PIACC
- Published on Friday, 21 January 2011 09:33
PIACC is a response to greater interest in the abilities of adults. It is generally accepted that knowledge and ability rather than level of formal education are necessary for economic development. For this reason, methods are sought to improve the quality of education and training. In the last few years there have been great leaps forward in the discovery of methods to measure ability.
The innovation integral in the PIACC study is the testing of ability rather than the level of formal education. Ability and experience are far more important than diplomas gained many years earlier. Thanks to the results of PIAAC we will gain insights into the real effectiveness of the education systems of the world. The goal of the study is to reach conclusions about the average level of ability and its variation in every country and not to measure the ability of isolated individuals chosen at random for study.
.Programme for International Student Assessment – PISA
- Published on Friday, 21 January 2011 09:33
PISA is co-ordinated by the OECD.
In the study, 15-year old pupils are tested on their abilities to read (comprehension and text analysis), mathematics and science. The study started in 2000 and has been carried out in three-year cycles. The methodology allows comparison within each subject area in time. In each cycle, a particular ability is chosen as the main focus. In 2000 this was reading, in 2003 mathematics and in 2006 it was science. The results for reading obtained in 2009 will provide a deeper understanding of changes that have occurred between 2000 and 2009.
The PISA study is run under the same conditions in each country, i.e. using the same questionnaires and instruments to measure ability. The study is able to discriminate defined measured abilities. The basis of the construction of the instruments is not the school curriculum (as in TIMSS). The tests are constructed on the basis of what international experts agree that each student leaving general education should know, be able and work out to do, in order to function in the modern world.
.Civic Education Study – CivEd
- Published on Friday, 21 January 2011 09:31
CivEd is a project coordinated by the International Association for the Evaluation of Educational Achievement (IEA). Fifty-one countries took an interest in the study, of which twenty-eight resolved to take part. Prof. dr hab. Krzysztof Koseła of the Warsaw University Institute of Sociology coordinated the study in Poland.
The goal of CivEd was to describe the level of knowledge and attitudes of citizenship. The project was divided into two stages. The goal of the first stage (1996-1998) was to gather information on the teaching of citizenship and the information necessary to construct instruments to measure pupils’ knowledge of and attitudes to citizenship. In the second phase (1999) 14-year olds were studied using a questionnaire and a test. In 2000 an additional study of knowledge of economics was carried out on 17-year students in Poland and in some other countries.

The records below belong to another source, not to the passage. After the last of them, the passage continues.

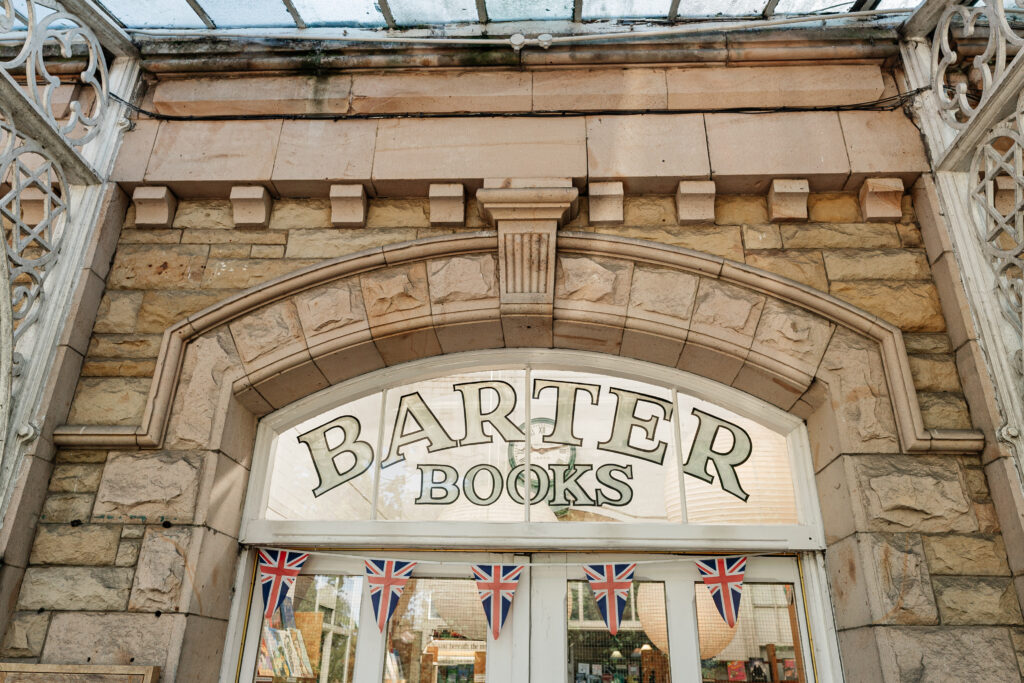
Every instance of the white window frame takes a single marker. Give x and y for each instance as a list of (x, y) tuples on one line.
[(807, 535), (407, 540)]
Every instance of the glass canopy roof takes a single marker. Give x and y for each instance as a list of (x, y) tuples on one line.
[(186, 14)]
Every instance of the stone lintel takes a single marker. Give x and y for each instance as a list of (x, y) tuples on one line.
[(605, 203), (448, 204), (881, 200), (155, 206), (695, 202), (250, 206), (348, 206), (787, 200)]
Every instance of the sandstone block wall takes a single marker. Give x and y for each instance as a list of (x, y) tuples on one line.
[(133, 558)]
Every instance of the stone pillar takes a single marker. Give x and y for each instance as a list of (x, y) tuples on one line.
[(527, 214)]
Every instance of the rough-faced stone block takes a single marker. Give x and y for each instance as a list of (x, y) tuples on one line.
[(923, 494), (448, 204), (605, 203), (250, 206), (107, 400), (148, 487), (155, 206), (141, 639), (975, 600), (695, 202), (87, 545), (161, 569), (348, 206), (158, 267), (648, 154), (966, 555), (26, 635), (881, 200), (76, 588), (925, 654), (787, 200)]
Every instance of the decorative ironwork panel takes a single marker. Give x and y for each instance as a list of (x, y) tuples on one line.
[(997, 209), (962, 86)]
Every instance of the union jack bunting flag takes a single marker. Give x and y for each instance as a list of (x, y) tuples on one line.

.The European Survey on Language Competences
- Published on Saturday, 26 June 2010 10:36
The European Survey on Language Competences (ESLC) is carried out at the initiative of the European Commission, and it is aimed at providing data concerning linguistic competences of young people, comparable at the international level, and information on the effectiveness of the current methods and forms of education in each country participating in the survey.
The survey was designed by the international SurveyLang consortium, consisting of renowned institutions specialising in language skills testing, translation studies, psychometric analysis and questionnaire surveys, such as the University of Cambridge ESOL Examinations, Centre international d’études pédagogiques (CIEP), Gallup Europe, Goethe Institut, el Instituto Cervantes, the National Institute for Educational Measurement (Cito), el Universidad de Salamanca, la Universita per Stranieri di Perugia; the Centre for Assessment and Language Certification (CVCl).
As part of the ESLC survey, a randomly-selected sample of students of the final grade of junior high school will take tests in the two most frequently-taught foreign languages – in the case of Poland, it will be English and German. The survey will test three skills, i.e. listening comprehension, reading comprehension and writing. Questionnaires are designed for students, teachers of foreign languages and head teachers, respectively, concerning the social, economic and school system-related factors influencing the level and method of foreign languages teaching in the surveyed group. At the discretion of the school, the survey can be carried out in electronic or traditional paper-and-pencil examination format.
The main survey will take place in 2011. It will cover over 140 junior high schools, and 3000 students, in the whole country. A pilot survey was conducted in March 2010, to verify the quality of research tools and procedures. A total of 50 schools from the Pomorskie and Dolnośląskie Voivodeships participated in this survey.
The survey in question is anonymous. The results will only be presented in the form of collective statistical compilations. The final survey report will be published in mid-2012.
The ESCL in Poland is carried out by the Institute for Educational Research in Warsaw in cooperation with the Ministry of National Education. More information on the survey is available at www.surveylang.org (in English).